Duke Celebrates 50 Years of Cancer Care — and Looks Toward the Next 50

DCI 50th anniversary
Image Caption
Illustration by Ken Orvidas.

When Joseph O. Moore, MD,came to Duke as a fellow in 1975,he and his mentors treated chronic myeloid leukemia (CML) with a chemotherapy regimen that was like a "wet blanket." It suppressed the cancer for a few years. "But it didn't change the trajectory of the disease," Moore said. Patients developed acute leukemia, which was almost always fatal.

By the early 1990s, younger patients could achieve a cure with a bone marrow transplant, though complications were common. By 1999, Moore was the Duke investigator for a national study of a targeted drug, imatinib, which stops leukemia cells from growing by shutting down a key protein. When imatinib was approved by the Food and Drug Administration (FDA) in 2001, it transformed CML into a disease easily treated by taking a pill.

When Moore retired from clinical practice in 2019, he was involved in a study following people with CML who had been taking imatinib long term, which showed they could safely stop therapy. 

The CML example provides a snapshot of just how far cancer treatment has come in the last 50 years. For many patients, "There's an expectation of success and people living normal lives," said Moore, professor emeritus of medicine.

Much of that progress can be traced to research funded by the "war on cancer," which launched in 1971 when congress passed the National Cancer Act. The act gave the National Cancer Institute (NCI) the authority and funds to create a national cancer program. The backbone is a network of comprehensive cancer centers that provide patient care and conduct rigorous research to find new and better ways to prevent, diagnose, and treat cancer. 

Duke was one of the original eight such centers, designated in 1973 because of the strong research and clinical care programs it had already put into place, including one of the first brain tumor programs in the United States, said Steven Patierno, PhD, deputy director of today's Duke Cancer Institute (DCI), and professor of medicine. 

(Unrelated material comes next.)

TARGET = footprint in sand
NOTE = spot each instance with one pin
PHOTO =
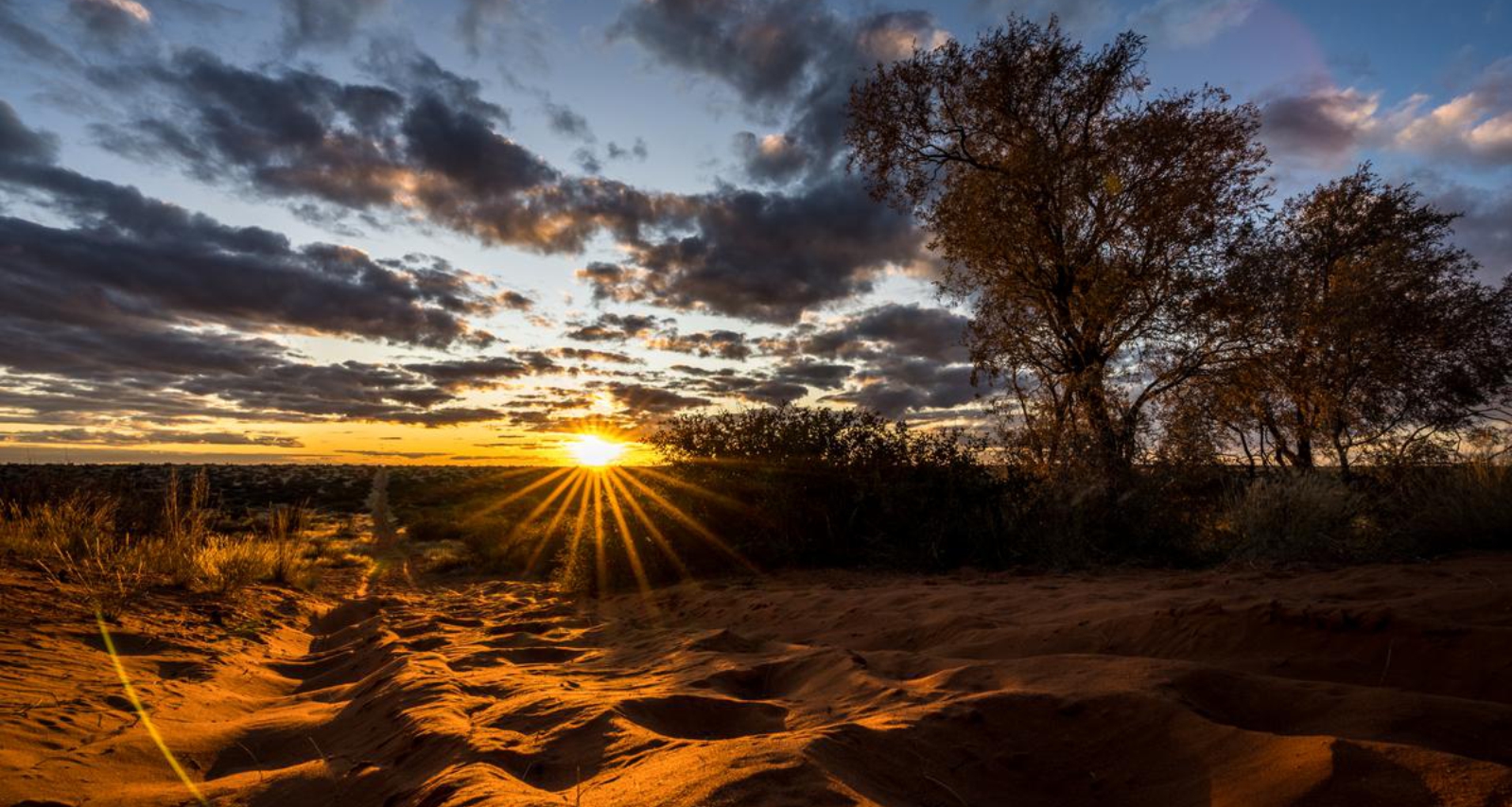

In fact, one of the advocates for the 1971 National Cancer Act was William Shingleton, MD, the first director of the Duke Comprehensive Cancer Center, as DCI was known in 1973. The chance to work with Shingleton and other research pioneers was one of the reasons that Moore came to Duke for fellowship and stayed on as faculty, he said. 

As Duke celebrates its 50th anniversary of transforming cancer discovery and care, researchers and providers envision a future when all cancers are easily treatable; physicians can detect and stop cancer earlier and earlier; and everyone has the same opportunity to survive cancer.